Wednesday, August 5, 2009

First Day Memories Of First Grade

My first day of school was in September 1965. I remember my mom driving me the mile or so from our house on Allenwood Drive to the fairly new Barksdale Elementary School on Madison Street in Clarksville.

I posed for the obligatory picture in front of the school entrance in my yellow short-sleeved shirt and black slacks. Then we entered the building which became my home away from home for the next six years. We found our way to the gymnasium where a lady asked me my name and then we entered the noisy gym where first graders were congregating before room assignments.

The principal, Albert E. Alcock, made brief comments and introduced the first grade teachers: Mrs. Morrison, Mrs. Edmondson, Mrs. Council, and Mrs. Head. (If anyone reading this could let me know of any errors I would be obliged). I believe the names were read alphabetically and as our names were called we were to come forward and form a line behind our new teacher.

When it was my turn, I was called to Mrs. Martha Edmondson's class. After the roll, we began the first of thousands of single-file trips down the hall to our new classrooms. The desks were also arranged alphabetically so as we entered the first kid in got the first desk and so on until we all were seated.

I was amazed that the upper right corner of my desk already had my name taped in big letters. How did they know? My seat mate to my left was one of the cutest little girls in the world - Martha Murphy (now Davis and a facebook friend). She had lived five or six houses down the street from me but had moved a couple of years before first grade.

John Wood, Lucy Rogers (Goad), and Libba Watson (Crook) were some of the other classmates. Mrs. Martha was a very sweet older lady who was near retirement in 1965. I have only very vague memories of her other than to say she was about the most perfect first grade teacher a kid could have.
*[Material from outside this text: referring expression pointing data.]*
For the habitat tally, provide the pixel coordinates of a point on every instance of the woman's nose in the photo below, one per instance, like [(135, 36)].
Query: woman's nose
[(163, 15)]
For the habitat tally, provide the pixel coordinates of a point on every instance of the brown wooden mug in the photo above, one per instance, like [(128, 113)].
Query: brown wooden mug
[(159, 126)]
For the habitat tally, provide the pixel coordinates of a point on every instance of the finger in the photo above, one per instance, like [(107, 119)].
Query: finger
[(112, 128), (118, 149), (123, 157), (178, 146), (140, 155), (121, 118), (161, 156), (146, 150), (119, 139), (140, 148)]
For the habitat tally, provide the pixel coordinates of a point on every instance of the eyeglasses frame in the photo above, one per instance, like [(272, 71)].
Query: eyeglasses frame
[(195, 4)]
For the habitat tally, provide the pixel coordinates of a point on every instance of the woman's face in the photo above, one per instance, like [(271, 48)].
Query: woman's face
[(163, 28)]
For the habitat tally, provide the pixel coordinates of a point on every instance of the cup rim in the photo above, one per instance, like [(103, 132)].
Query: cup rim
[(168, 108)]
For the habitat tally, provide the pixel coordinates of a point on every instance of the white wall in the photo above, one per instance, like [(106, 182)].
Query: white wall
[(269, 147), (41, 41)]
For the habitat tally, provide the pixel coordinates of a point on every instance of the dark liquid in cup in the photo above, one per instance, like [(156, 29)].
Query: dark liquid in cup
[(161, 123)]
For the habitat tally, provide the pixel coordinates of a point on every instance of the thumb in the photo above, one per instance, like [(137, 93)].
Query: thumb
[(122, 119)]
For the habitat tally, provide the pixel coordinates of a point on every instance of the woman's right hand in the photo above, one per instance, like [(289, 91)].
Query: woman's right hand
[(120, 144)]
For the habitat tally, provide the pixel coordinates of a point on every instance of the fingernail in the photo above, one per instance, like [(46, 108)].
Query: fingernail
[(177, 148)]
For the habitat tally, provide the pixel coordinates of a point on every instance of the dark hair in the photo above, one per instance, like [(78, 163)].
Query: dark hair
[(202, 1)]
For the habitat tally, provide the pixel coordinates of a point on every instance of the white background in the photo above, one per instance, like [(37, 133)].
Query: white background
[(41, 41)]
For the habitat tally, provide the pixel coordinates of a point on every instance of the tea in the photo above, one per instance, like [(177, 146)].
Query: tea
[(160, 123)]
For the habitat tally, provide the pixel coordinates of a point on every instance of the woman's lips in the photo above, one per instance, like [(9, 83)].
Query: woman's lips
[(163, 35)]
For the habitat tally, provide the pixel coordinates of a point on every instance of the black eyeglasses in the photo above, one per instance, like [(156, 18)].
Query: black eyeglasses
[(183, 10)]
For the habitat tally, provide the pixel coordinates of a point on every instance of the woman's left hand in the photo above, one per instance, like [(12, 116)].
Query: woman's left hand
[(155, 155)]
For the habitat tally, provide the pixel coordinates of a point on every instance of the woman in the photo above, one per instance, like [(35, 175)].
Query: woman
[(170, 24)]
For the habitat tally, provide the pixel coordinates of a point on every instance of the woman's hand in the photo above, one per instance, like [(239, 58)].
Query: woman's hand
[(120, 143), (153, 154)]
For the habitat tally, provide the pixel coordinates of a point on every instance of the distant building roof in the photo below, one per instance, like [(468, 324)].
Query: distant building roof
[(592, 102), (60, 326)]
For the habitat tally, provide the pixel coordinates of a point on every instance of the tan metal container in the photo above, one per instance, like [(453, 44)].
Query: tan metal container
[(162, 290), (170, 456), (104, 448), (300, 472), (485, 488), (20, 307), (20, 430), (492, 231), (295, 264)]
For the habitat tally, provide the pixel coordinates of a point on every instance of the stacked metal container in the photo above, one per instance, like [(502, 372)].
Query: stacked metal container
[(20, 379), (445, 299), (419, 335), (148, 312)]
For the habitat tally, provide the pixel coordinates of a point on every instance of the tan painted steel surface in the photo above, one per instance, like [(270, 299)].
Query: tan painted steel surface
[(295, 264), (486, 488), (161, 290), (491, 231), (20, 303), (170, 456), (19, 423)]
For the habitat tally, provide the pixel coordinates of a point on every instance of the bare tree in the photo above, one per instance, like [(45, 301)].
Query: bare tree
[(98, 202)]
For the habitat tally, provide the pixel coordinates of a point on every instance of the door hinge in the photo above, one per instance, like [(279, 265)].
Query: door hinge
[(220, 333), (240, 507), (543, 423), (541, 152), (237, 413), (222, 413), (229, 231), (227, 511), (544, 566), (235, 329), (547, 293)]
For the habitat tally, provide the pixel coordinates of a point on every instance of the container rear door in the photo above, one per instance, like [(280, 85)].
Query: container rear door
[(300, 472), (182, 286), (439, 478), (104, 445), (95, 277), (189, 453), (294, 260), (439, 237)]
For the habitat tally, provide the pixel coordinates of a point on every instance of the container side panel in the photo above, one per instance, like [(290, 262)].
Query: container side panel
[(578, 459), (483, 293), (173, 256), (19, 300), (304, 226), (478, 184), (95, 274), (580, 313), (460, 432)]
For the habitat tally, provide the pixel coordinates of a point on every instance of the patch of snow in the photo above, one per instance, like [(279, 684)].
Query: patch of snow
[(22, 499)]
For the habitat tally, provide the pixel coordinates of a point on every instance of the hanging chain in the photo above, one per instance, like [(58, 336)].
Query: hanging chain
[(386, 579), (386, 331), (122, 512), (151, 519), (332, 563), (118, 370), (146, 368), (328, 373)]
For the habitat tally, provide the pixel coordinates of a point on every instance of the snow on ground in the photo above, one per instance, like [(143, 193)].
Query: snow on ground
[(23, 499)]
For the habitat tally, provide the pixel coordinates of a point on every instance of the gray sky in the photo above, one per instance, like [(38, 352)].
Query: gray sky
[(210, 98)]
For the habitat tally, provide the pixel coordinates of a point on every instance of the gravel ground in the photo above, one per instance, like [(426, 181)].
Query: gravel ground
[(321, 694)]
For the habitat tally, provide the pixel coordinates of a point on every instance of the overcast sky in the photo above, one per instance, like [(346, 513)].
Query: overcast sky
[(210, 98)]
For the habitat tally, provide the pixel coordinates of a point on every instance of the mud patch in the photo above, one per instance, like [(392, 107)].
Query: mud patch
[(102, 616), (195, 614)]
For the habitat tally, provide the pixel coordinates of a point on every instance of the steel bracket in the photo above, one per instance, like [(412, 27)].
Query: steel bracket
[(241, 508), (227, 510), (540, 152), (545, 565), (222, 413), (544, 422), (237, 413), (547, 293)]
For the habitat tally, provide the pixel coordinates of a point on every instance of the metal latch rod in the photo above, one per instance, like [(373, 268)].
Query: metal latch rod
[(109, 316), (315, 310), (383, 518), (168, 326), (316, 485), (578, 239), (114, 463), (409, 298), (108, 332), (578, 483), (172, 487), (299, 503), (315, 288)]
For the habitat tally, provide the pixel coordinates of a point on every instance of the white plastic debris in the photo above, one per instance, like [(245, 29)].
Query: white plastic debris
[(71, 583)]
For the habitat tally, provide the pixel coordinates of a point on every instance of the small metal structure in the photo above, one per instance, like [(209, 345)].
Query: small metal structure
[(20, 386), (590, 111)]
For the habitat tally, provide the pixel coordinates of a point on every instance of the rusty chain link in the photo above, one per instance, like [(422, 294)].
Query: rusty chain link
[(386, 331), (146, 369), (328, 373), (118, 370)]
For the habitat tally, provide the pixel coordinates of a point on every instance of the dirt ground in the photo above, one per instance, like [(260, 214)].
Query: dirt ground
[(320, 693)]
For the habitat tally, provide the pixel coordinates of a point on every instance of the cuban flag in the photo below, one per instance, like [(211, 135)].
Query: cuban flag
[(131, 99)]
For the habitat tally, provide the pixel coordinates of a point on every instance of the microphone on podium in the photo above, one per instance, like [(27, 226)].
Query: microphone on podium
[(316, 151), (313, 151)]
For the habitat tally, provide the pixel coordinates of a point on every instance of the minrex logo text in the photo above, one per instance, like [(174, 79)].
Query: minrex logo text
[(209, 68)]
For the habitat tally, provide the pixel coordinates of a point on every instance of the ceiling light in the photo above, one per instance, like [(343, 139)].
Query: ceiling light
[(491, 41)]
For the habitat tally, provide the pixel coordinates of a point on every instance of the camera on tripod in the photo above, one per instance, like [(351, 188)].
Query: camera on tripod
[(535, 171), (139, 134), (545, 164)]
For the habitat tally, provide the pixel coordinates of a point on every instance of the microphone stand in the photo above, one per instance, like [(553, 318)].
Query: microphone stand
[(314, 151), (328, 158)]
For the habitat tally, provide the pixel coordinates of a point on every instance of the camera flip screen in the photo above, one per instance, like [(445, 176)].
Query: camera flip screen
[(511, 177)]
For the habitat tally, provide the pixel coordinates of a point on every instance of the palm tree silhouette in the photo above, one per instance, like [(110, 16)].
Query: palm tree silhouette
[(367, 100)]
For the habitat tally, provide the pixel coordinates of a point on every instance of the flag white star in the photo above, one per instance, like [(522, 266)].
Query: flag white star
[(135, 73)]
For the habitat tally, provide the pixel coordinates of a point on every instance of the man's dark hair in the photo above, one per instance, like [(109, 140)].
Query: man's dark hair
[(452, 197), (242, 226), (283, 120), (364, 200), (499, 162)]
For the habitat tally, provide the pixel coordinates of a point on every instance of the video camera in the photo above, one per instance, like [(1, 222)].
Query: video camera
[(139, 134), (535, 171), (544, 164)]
One of the best memories of first grade was we had a milk break and nap near the end of the school day. It was during one of those naps I wiggled out my first tooth! I was looking at Martha who was also awake and I held it out to show her my prize. We grinned and kept quiet lest trouble were to befall us.

The classrooms for first grade had bathrooms attached and we had to raise our hand with a one or two finger symbol to signal what business was to be done.

The highlight of the school year was field day. We brought lunch from home and had organized competitions and enjoyed a day long recess.

One of my facebook friends, Laughrie Bryant (Tucker), is now a kindergarten teacher at Barksdale. She wrote about field day a couple of months ago and I was taken back those forty-plus years to Barksdale and the happy days we spent there on Madison Street in the late 1960s.

Birthday Greetings!

Happy Birthdays to my father-in-law Roger Knott, my mother-in-law Ann Burt, and my brother Tim Nelson!